In meinem Bericht hatte ich auch Forderung nach den Live-Brettern aufgeworfen, die Jürgen Müller gerne erst mal an den Spielleiter der Frauen-Bundesliga weitergeben will.

 

Und wer wird Meister? Bei mir sind es noch fünf Kandidaten für den Titel – also SC Bad Königshofen, SK Schwäbisch Hall, OSG Baden-Baden, Hamburger SK und die Rodewischer Schachmiezen [ http://www.chess-international.de/Archive/50609#more-50609 ]. Und ich würde mich jetzt festlegen, dass der Titelkampf erst am letzten Spieltag [20. März] durch die Brettpunktwertung entschieden wird.

 

Jürgen Müller hat dazu selbstverständlich seine Meinung: „Die Meisterfrage ist wohl so spannend wie noch nie in der Geschichte der Frauen-Bundesliga.
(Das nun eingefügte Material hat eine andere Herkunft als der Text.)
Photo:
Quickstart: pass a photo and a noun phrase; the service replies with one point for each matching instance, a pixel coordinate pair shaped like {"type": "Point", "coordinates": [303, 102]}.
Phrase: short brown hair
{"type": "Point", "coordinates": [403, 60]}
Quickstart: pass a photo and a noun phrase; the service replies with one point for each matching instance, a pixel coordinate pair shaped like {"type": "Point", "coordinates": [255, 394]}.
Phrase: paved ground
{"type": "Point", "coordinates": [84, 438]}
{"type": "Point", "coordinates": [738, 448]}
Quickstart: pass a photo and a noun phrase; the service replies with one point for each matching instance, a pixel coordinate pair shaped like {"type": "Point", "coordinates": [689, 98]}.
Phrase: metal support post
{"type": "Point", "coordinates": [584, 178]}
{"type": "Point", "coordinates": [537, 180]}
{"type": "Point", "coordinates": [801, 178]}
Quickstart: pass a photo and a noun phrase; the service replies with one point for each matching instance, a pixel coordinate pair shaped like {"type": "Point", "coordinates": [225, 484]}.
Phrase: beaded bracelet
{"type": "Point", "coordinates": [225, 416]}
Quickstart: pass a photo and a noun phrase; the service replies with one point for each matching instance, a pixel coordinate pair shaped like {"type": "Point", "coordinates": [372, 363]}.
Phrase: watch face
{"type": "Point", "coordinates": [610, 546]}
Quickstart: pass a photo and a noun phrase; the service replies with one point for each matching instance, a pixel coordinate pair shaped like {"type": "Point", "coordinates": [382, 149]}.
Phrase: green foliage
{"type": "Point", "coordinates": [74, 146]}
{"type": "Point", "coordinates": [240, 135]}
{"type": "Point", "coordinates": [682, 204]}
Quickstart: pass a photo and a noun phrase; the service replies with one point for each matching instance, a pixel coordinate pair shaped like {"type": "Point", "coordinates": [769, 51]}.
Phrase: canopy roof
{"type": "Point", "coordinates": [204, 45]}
Ich hoffe natürlich, dass wir es aus eigener Kraft schaffen, den Titel zurück nach Bad Königshofen zu holen. Aber ich denke, die Meisterschaft wird zwischen Hall und KÖN entschieden. Es gibt zwar noch genügend andere Rechenmodelle, aber am wahrscheinlichsten ist die Variante Hall oder wir!“

 

Wie sagte doch so zutreffend die einstige „Lichtgestalt“ des deutschen Fußballs Franz Beckenbauer: „Schaun mer mal …“ – und spannend bleibt es allemal!